しかも、32万も精神があるのにほとんど働いていない詐欺ステータスなんだよ。
べ、別に悲しくなんてないんだからねっ!!
「まぁまぁ。これからはスズがちゃんと守ってくれるからね?
いったんこの話はおしまい。
そうだ、今日はもう泊まっていって。
遅い時間になっちゃったから」
……リーンベルさんの家で、お泊り?
嬉しすぎて僕の32万の精神が崩壊しそうだ!
やはりこのステータスは詐欺だろう。
「お姉ちゃん、良いこという。泊まるべき。
よし、明日の朝ごはんもおいしくなる」
姉妹公認のお泊りイベントが発生した。
これは運100の効果なのか?
異性のお家にお泊りするって、これはもう……そういうことなんですよね?
そうですよね? 期待してもいいんですよね?
僕の『初心な心』を弄んじゃダメですよ。
女性の家に男が泊まるってことは、やることは1つしかありません。
は、初めてはリーンベルさんが、奪ってくれるんですか?
「タツヤくんはスズの布団で寝てね」
ち、違うんですね。
確かに妹の方が体の発育はいいですからね。
さっきも薄着にミニスカートで誘惑してきましたし。
スズの服装はそういう意味でしたか。
食事会のデザートは……僕っていうことですね。
もちろん、リーンベルさんもデザートを食べに来てくれますよね?
「ス、スズと、い、い、一緒に寝る、感じですか?」
「な~んか君は変なこと考えたりしてないかなー?」
当たり前じゃないですか!
念願のお泊まりを頂戴したばかりですよ。
誘ってきたのもそちらですし?
「か、か弱い10歳の僕が変なこと考えると思いますか?
まだ10歳なので、1人で寝るのは寂しいなーっと思っただけです」
「ふーん。
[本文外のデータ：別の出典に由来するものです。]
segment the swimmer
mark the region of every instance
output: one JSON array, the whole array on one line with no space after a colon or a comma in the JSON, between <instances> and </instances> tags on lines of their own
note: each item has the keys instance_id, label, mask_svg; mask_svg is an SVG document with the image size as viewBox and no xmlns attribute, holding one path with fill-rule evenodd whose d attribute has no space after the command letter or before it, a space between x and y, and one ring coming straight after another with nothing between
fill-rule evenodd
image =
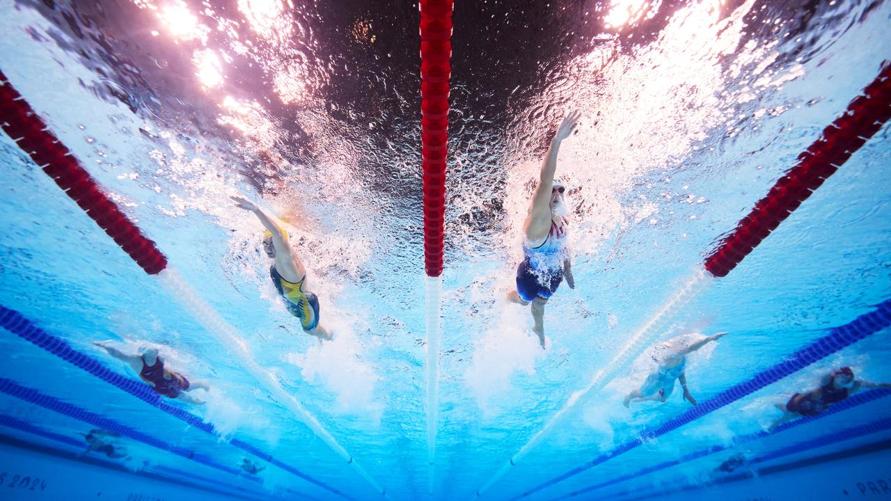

ちなみにスズは私と一緒に寝るからね?
この子は猫みたいな子だから、家にいる時は私の足元で丸まって寝るの。
だからスズの布団は、買ってから1度も使ったことがないのよ。
一応洗っておいてよかったわ」
そういってリーンベルさん達と別の部屋に案内された。悲しい。
でも、女性の家にお泊りするというだけで妙に興奮しているよ。ヤバイやつだよね。
仮に期待しているようなイベントが発生しても、乗り越えられないと思うけど。
スズの薄着姿で膝から崩れ落ちた僕には、そんな刺激は強すぎる。
でも……さっきから幸せな妄想が止まらないよ。